4.2 Visualize dialog flow (milestone-based)¶

Use the milestone-based dialog visualization to measure the flow of visits and abandonment between key points of interest (aka "milestones") in your assistant.

The milestone-based visualization requires two extra steps:

  1. definition of the milestones names, and mapping of which dialog nodes map to each milestone.
  2. processing of the log data to find and filter log rows that are part of a milestone.

Use the mode="milestone-based" to configure the flow aggregation and visualization steps. The visualization uses a special Other node to model conversations that are flowing to other parts of the dialog which were not defined to be of interest in the milestone definitions.

In this notebook we demonstrate how to produce a milestone dialog flow key points of interest that are part of the Schedule Appointment task of the assistant.

1. Define milestones¶

In [ ]:
#define the milestones and corresponding node ids for the `Schedule Appointment` task
milestone_analysis = analysis.MilestoneFlowGraph(assistant_skills.get_skill_by_id(skill_id))

milestone_analysis.add_milestones(["Appointment scheduling start",  "Schedule time", "Enter zip code", "Branch selection", 
                    "Enter purpose of appointment", "Scheduling completion"])

milestone_analysis.add_node_to_milestone("node_21_1513047983871", "Appointment scheduling start")   
milestone_analysis.add_node_to_milestone("handler_28_1513048122602", "Schedule time")
milestone_analysis.add_node_to_milestone("handler_31_1513048234102", "Enter zip code") 
milestone_analysis.add_node_to_milestone("node_3_1517200453933", "Branch selection") 
 
milestone_analysis.add_node_to_milestone("node_41_1513049128006", "Enter purpose of appointment")
milestone_analysis.add_node_to_milestone("node_43_1513049260736", "Scheduling completion")  

2. Derive a new dataset, using enrichment & filtering¶

In [ ]:
#enrich with milestone information - will add a column called 'milestone'
milestone_analysis.enrich_milestones(df_logs_to_analyze)
#remove all log records without a milestone
df_milestones = df_logs_to_analyze[pd.isna(df_logs_to_analyze["milestone"]) == False]
#optionally, remove consecutive milestones for a more simplified flow visualization representation
df_milestones = analysis.simplify_flow_consecutive_milestones(df_milestones)

3. Aggregate and visualize¶

In [ ]:
# compute the aggregate flows of milestones 
computed_flows= analysis.aggregate_flows(df_milestones, mode="milestone-based", on_column="milestone", max_depth=30, trim_reroutes=False)
config = {
    'commonRootPathName': 'All Conversations', # label for the first root node 
    'height': 800, # control the visualization height.  Default 600
    'maxChildrenInNode': 6, # control the number of immediate children to show (and collapse the rest into *other* node).  Default 5
#     'linkWidth' : 400,  # control the width between pathflow layers.  Default 360     '
    'sortByAttribute': 'flowRatio', # control the sorting of the chart. (Options: flowRatio, dropped_offRatio, flows, dropped_off, rerouted)
    'title': "Abandoned Conversations in Appointment Schedule Flow",
    'showVisitRatio' : 'fromTotal', # default: 'fromTotal'.  'fromPrevious' will compute percentages from previous step,
    'mode': 'milestone-based'
}
jsondata = json.loads(computed_flows.to_json(orient='records'))
visualization.draw_flowchart(config, jsondata, python_selection_var="milestone_selection")

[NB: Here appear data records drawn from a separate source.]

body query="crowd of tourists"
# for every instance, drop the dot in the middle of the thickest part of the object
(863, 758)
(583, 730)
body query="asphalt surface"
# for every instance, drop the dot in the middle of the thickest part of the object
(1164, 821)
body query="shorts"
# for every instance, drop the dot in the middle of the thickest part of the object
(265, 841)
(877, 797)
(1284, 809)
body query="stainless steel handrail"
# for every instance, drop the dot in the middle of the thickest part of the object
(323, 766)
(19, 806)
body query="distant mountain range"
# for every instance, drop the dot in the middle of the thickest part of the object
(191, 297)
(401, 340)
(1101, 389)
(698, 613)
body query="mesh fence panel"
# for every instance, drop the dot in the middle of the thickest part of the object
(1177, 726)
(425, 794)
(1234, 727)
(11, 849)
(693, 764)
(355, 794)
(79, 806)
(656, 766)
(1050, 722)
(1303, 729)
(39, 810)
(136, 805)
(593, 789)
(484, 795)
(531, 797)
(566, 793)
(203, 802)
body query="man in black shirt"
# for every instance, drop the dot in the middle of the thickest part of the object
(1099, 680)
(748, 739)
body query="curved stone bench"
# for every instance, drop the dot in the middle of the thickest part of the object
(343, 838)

Note: The rest of this notebook will demonstrate selection and analysis on selections made in the milestone-based dialog flow (designated by setting the python_selection_var variable to milestone_selection. To select and analyze conversations from the turn-based dialog flow, set the variable to selection instead).

4.3 Select conversations at the point of abandonment¶

Selecting nodes in the visualization enables you to explore and analyze abandoned conversations with a common conversation path. You can use the visualization to identify large volumes of conversations that users abandon at unexpected locations during the conversation.

Note:

Selecting a node in the visualization will also copy the selection from the visualization into the variable designated by python_selection_var, thus making the selection available to other cells of this notebook.

Before you run the next cell, you will interact with the milestone dialog visualization above to select a portion of the dialog to analyze. First, interact with the milestone dialog visualization to observe visit frequencies and abandonments within the milestones of Schedule Appointment. Click on nodes to drill down and expand the next step in sequence. Navigate along this path: Appointment scheduling start-->Schedule time-->Enter zip code-->Branch selection to observe a relative high proportion of abandonments that occur in the middle of the flow. Select the Branch selection node. Note the large volume and ratio of abandoned conversations. Now run the following cell to process conversations that were abandoned at your point of selection.

In [ ]:
#the selection variable contains details about the selected node, and conversations that were abandoned at that point
print("Selected Path: ",milestone_selection["path"])
#fetch the dropped off conversations from the selection  
dropped_off_conversations = vis_selection.to_dataframe(milestone_selection)["dropped_off"]
print("The selection contains {} records, with a reference back to the converstion logs".format(str(len(dropped_off_conversations))))
dropped_off_conversations.head()

5. Analyzing abandoned conversations¶

After selecting a large group of abandoned conversations and their corresponding log records, you can apply additional analyses to better understand why these conversations were lost.

Some possible reasons could be:

  • The assistant didn't anticipate or understand the user utterance. This means the dialog skill is not trained to “cover” the user utterance. Coverage is an important measure of how well your assistant is performing. See the Watson Assistant Continuous Improvement Best Practices for details on how to measure and improve coverage
  • The options presented to the user were not relevant
  • The conversation didn't progress in the right direction
  • The assistant’s response wasn't accurate or relevant

This section of the notebook demonstrates two visual components that can help you investigate the user utterances in the abandoned conversations:

  • The transcript visualization can show you every user utterance and assistant response until the point of abandonment.
  • The key words and phrases analysis can help find frequent terms in abandoned conversations.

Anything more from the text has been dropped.